Les conservateurs sortent de leur réserve


26/1/08 – Musées – France L’Association générale des conservateurs des collections publiques de France organisait mercredi 23 janvier 2008 une conférence de presse. Que les conservateurs français s’expriment publiquement est une chose assez rare pour qu’on la signale, d’autant que Christophe Vital, le président de l’association, a laissé entendre clairement que celle-ci comptait bien, désormais, s’impliquer davantage dans les débats touchant la profession. Le devoir de réserve, individuel, ne s’applique pas de la même manière lorsqu’il s’agit de s’exprimer au nom d’une association représentative.

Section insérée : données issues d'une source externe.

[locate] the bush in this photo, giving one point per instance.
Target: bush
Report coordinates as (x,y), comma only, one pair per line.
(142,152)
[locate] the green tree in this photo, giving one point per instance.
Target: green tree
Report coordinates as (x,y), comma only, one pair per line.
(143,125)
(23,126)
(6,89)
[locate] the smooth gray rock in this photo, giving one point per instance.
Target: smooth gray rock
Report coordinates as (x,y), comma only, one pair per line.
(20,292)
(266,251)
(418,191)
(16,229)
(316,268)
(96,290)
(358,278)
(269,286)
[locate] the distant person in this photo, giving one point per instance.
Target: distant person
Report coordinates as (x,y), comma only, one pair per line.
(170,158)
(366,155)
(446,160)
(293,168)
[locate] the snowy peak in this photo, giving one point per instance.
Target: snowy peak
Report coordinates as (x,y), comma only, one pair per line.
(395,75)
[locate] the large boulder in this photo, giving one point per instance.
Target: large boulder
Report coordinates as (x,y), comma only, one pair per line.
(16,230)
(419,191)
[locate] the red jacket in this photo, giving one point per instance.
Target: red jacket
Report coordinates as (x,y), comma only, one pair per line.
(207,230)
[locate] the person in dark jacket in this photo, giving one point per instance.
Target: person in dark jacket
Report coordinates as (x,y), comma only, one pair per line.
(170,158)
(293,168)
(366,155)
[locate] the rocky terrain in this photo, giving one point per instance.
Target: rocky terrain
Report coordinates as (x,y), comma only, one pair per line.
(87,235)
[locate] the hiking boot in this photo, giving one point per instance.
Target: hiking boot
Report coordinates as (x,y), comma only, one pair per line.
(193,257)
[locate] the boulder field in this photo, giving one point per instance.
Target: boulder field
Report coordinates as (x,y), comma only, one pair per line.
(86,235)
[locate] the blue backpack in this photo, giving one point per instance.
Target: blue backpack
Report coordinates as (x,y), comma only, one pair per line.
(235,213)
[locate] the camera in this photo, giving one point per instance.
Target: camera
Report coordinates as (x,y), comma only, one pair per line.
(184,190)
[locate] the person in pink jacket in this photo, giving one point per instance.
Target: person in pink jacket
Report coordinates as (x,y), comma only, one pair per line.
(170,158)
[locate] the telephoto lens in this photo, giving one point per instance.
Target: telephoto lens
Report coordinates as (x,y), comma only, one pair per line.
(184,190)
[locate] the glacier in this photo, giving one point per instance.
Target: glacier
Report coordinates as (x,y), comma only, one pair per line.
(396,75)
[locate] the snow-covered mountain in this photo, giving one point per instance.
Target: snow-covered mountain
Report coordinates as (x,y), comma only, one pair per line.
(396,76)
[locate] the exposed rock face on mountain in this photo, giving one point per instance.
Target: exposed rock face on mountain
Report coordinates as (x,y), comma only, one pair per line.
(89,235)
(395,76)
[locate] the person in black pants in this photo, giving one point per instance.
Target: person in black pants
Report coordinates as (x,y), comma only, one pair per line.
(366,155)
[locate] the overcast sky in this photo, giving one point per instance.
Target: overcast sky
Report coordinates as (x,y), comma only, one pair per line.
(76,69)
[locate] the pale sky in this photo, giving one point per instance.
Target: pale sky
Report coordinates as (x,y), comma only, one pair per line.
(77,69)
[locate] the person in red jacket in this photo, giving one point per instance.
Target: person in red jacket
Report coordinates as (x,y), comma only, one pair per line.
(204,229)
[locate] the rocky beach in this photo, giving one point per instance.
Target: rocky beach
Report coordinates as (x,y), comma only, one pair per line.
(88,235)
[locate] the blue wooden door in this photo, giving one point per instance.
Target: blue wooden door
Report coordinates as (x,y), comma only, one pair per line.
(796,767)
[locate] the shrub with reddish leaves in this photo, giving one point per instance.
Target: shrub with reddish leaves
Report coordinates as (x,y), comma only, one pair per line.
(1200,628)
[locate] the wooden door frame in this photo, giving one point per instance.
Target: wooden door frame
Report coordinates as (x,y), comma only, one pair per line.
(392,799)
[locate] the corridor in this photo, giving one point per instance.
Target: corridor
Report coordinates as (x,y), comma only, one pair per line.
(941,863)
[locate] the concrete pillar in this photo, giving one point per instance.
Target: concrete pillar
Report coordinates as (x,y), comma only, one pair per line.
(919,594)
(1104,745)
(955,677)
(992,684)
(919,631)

Les sujets étaient multiples. Le premier consistait en une défense stricte de l’inaliénabilité1 , ce qui n’est pas pour nous surprendre. Leurs arguments sont ceux que nous avons largement développés sur le site, soulignant également que le modèle américain, différent du nôtre, est basé sur une histoire des collections très différente de la nôtre.
En réponse à la question d’un journaliste, il a été affirmé que : « la location des œuvres est inacceptable. »
Autre sujet : la gratuité, dont on sait qu’elle est actuellement testée dans 14 musées nationaux. Pour l’AGCCPF, celle-ci n’est qu’un aspect de la politique des publics. Elle doit être examinée en tenant compte notamment des moyens qui leur sont accordés. Les droits d’entrée sont indispensables au fonctionnement de certains musées.

La conférence de presse a abordé un sujet sur lequel nous aurons probablement à revenir. On sait déjà que de nombreux postes de conservateurs sont vacants. La situation risque de s’aggraver rapidement, puisque d’ici 2012, 52% des conservateurs titulaires auront atteint 60 ans, et qu’il faudrait créer 400 postes au concours en 5 ans pour les remplacer ! Or, même si en 2007 et en 2008, jamais le nombre de postes proposés au concours n’a été aussi important (29 pour la spécialité musée cette année), il manquera à ce rythme 250 conservateurs en 2012. Cette situation qui sera bientôt dramatique pour les musées français se double d’une pénurie de crédits. Ont été en effet évoqués à la fois la concentration des financements sur quelques musées nationaux et les grands projets au détriment de la province, les budgets en baisse au niveau national ou européen et les retards dans le versement des subventions de l’Etat ainsi que l’affaiblissement des DRAC et de la DMF. Sur ce dernier point, l’association attend de connaître quelles seront les modalités de la réorganisation du Ministère de la Culture.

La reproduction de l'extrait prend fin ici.